The last few months have been a nightmare for Chauvin and his parents. Caroline learned about his stabbing only through an Associated Press article.
It horrified her that the prison contacted Minnesota’s racist attorney general, Keith Ellison – his relationship with the Nation of Islam cost him the DNC chair – before anyone contacted her.
“He was duly convicted of his crimes,” said Ellison after the stabbing, “and, like any incarcerated individual, he should be able to serve his sentence without fear of retaliation or violence.”
In truth, Chauvin was anything but duly convicted. The medical examiner, Dr. Andrew Baker, was coerced into adding “neck compression” to Floyd’s pathology report to cover up the real cause of Floyd’s death.

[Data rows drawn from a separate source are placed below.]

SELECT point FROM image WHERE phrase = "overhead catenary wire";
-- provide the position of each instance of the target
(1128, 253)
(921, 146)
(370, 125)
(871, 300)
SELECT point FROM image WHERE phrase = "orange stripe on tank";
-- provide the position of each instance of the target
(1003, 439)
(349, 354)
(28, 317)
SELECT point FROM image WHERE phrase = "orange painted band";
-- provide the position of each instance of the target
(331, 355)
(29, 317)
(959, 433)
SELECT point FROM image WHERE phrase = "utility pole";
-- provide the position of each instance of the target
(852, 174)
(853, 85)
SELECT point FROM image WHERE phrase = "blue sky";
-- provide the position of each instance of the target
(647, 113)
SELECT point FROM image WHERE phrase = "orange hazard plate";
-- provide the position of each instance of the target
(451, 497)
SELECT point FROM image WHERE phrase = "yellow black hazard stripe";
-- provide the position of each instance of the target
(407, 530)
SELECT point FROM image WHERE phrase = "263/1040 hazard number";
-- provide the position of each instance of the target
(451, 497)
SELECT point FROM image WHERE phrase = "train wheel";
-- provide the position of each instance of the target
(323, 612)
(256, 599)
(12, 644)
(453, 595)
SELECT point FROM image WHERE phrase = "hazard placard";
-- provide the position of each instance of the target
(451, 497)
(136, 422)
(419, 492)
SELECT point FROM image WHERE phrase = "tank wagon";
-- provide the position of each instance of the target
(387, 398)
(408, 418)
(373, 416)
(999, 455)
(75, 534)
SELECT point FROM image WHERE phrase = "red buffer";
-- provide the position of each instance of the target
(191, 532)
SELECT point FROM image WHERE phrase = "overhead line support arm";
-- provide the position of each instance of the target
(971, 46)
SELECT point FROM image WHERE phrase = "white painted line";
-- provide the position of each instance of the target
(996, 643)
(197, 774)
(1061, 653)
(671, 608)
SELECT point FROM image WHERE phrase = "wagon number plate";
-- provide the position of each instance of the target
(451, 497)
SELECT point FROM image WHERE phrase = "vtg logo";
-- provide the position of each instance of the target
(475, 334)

Said Dr. John Dunn, who has followed this case from the beginning, “I knew when I read the autopsy that Dr. Baker was deceitful by intention, failing to properly declare the likely cause of death as from natural causes, most likely cardiac arrest from cardiac arrhythmia due to excitement and his very bad heart documented in the autopsy.”
Floyd had severe coronary artery disease and an enlarged heart from high blood pressure. The fentanyl and methamphetamine in his system did not help either.
Keeping a low profile, Mrs. Pawlenty attended her son’s trial every day. What disturbed her most was to see the Minneapolis police chief Medario Arradondo lie on the witness stand about the maximum restraint technique (MRT) Chauvin and his colleagues used to control Floyd.
Accusing Chauvin of murder, Arradondo insisted that the Minneapolis police were never trained in MRT. Caroline wanted to scream. She had the copy of her son’s training manual with a fully illustrated description of the MRT procedure.
A frightened judge refused a change of venue, and a frightened jury convicted Chauvin of murder. Turscak stabbed him once for every year he is to spend in prison. He chose “Black Friday” as execution day to show his support for Black Lives Matter.
If not exactly hopeful, Caroline Pawlenty is relentless. She calls the prison every day questioning the treatment of her son and demanding answers as to why he has been treated as he has.
The recent film by Liz Collin, “The Fall of Minneapolis,” has opened up a lot of eyes about the flagrant injustice done to Chauvin and his colleagues.
The reluctance by prominent Republicans – including those in the Pawlenty family – to take up Chauvin’s cause has not helped, but Derek and his mother have been heartened by the increased attention from everyday people around the world.
Chauvin was offered up as sacrificial lamb in the summer of 2020. The riots that ensued scared corporate America into accepting a rigged election.
The Democrats promise much more of the same this summer. So police are advised not to do what Chauvin did on that fateful day in May 2020 – volunteer to work on a day he wasn’t scheduled.
In woke America, no good deed goes unpunished.